Whenever people are given too many choices, we get confused and do the wrong thing. We order the Sriracha burger at McDonald’s. We schedule a first date on a Monday.

Friday night was never ideal. Friday’s fatal flaw is this: If you’re monopolizing someone’s Friday night, the pressure is on to make it a really, really good first date—you’re up against all the wonders that Friday night holds. You're also up against all the other people who are on dates on Friday night: Nothing says "romance" like a two-hour wait for space at the bar, where she'll end up perched on a tiny stool and you'll end up hovering nearby, jostled by people reaching through your conversation to order margaritas which will inevitably spill on your pants. Additionally, it stands to reason that you should plan dates on nights when you know you’re going to be your best self.

If I learned anything from church growing up, it’s that Sunday is the best day to find love. Every Sunday, churchgoers throw on their most pastel pastels and hurry to the church to worship and flirt. This is why all the pious people I know married each other within three months of meeting. Sunday is a very auspicious day for lovers.
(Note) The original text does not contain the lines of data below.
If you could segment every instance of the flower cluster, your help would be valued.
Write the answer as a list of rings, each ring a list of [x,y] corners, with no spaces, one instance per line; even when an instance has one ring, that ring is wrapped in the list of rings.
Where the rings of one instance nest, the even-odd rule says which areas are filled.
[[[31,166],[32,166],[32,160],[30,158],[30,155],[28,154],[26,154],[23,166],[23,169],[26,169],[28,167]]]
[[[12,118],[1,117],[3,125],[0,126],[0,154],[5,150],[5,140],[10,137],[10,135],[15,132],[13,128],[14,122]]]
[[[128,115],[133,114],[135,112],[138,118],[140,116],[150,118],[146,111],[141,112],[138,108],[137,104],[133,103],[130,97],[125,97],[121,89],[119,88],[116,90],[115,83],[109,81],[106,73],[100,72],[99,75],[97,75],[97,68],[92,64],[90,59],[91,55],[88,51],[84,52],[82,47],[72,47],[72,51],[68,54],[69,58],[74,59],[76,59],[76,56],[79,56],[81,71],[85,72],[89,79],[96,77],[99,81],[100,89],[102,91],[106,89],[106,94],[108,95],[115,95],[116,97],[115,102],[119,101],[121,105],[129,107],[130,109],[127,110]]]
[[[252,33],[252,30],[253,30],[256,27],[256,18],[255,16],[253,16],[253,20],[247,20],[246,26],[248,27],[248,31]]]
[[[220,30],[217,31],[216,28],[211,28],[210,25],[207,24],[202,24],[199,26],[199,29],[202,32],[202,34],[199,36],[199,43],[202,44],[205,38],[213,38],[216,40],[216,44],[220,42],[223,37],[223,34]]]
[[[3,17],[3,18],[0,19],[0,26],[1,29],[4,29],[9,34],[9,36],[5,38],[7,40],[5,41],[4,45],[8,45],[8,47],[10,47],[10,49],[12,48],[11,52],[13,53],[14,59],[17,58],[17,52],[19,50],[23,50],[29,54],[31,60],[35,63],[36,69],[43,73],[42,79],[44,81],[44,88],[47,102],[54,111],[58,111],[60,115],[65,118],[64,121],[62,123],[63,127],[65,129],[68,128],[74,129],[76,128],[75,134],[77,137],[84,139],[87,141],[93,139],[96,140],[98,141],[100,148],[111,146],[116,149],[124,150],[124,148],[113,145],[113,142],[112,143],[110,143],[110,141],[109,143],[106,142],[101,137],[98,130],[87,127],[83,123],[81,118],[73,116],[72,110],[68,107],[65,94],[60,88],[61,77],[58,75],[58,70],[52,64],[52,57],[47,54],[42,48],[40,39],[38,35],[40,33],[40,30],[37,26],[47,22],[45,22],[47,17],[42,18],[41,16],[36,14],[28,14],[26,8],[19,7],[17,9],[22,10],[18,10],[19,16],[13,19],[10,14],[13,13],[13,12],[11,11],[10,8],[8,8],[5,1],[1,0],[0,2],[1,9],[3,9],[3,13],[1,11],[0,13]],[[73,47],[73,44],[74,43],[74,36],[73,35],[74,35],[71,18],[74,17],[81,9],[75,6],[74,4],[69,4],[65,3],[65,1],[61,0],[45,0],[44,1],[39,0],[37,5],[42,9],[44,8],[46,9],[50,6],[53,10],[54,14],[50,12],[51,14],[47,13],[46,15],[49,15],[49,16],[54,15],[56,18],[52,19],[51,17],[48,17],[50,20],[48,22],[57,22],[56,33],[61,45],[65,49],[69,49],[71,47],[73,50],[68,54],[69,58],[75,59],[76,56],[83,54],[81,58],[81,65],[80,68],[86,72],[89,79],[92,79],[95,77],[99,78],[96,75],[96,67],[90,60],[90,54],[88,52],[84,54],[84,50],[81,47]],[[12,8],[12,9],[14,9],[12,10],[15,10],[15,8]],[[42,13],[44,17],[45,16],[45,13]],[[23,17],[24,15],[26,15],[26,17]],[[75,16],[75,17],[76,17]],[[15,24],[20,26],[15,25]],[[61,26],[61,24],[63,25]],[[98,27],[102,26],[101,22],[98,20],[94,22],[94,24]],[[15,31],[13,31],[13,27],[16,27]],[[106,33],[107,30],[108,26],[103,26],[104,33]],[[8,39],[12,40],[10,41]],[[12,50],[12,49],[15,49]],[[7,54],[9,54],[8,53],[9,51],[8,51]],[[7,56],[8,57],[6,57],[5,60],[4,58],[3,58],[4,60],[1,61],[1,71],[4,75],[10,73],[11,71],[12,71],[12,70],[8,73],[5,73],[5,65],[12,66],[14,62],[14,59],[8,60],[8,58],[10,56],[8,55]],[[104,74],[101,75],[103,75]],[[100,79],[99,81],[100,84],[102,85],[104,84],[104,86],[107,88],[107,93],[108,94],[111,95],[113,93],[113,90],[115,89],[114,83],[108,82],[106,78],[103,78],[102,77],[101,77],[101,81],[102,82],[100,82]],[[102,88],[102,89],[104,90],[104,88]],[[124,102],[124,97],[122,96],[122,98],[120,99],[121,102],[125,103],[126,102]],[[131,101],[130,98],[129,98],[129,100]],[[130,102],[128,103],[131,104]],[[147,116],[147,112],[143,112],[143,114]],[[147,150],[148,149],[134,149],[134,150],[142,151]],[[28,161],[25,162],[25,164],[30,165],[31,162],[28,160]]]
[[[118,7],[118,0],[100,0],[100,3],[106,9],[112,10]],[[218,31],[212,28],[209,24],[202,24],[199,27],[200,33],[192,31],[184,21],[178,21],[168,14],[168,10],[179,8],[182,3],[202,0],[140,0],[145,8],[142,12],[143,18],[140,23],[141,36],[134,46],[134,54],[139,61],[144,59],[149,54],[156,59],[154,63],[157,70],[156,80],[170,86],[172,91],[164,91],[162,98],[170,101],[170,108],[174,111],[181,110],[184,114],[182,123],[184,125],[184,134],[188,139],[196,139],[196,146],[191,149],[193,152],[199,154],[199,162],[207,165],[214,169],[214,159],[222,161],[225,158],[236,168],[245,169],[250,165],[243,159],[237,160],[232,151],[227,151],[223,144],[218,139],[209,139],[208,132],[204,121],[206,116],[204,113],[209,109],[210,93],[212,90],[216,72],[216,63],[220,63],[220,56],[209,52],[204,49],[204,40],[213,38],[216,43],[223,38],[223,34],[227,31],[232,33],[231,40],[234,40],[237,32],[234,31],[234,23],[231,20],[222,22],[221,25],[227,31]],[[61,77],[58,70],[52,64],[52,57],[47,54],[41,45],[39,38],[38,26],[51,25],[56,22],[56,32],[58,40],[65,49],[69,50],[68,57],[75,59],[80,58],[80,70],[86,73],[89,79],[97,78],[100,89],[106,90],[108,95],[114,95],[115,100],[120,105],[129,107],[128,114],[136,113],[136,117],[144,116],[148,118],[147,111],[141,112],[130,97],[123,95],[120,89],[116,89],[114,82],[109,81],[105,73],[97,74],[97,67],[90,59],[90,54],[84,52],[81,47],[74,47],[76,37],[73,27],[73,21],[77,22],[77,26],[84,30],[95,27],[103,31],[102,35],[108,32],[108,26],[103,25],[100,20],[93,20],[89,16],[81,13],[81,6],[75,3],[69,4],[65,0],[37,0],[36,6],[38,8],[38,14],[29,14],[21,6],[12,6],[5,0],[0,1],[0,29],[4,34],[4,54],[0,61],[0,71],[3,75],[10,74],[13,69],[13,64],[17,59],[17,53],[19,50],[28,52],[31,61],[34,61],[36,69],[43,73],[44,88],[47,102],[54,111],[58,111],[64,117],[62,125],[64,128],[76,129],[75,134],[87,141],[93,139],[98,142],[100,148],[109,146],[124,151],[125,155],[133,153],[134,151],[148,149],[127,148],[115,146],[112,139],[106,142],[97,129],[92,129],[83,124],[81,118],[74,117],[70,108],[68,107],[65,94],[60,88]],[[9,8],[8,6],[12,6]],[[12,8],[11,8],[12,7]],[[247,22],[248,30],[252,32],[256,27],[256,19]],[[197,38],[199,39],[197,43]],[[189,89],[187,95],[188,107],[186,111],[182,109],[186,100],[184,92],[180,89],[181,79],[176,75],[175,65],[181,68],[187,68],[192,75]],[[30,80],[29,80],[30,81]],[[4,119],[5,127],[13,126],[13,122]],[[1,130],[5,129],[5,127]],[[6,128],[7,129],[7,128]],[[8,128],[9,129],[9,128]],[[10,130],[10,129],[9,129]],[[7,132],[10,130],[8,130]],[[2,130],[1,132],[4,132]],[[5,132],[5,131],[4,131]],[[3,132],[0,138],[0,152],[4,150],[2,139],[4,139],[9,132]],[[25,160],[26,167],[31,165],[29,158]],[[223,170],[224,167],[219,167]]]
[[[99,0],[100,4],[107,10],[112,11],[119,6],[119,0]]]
On Sundays you're not competing with a million Friday night revelers for bar stools, and you're not competing with all the cool Friday night parties your date could be at that night. Still, the best thing about Sunday is its distance from the horrors of the workweek. I enjoy my job, but I do not enjoy talking about it on dates. My ideal would be to make it to the altar without knowing what my chosen mate does for a living.

On weekday dates, it’s impossible to avoid work-talk. You ask me “How was your day?” and I immediately launch into a tirade about my enemy. Then you launch into a tirade about your office enemy and then we’re stuck in a work-talk spiral till death do us part.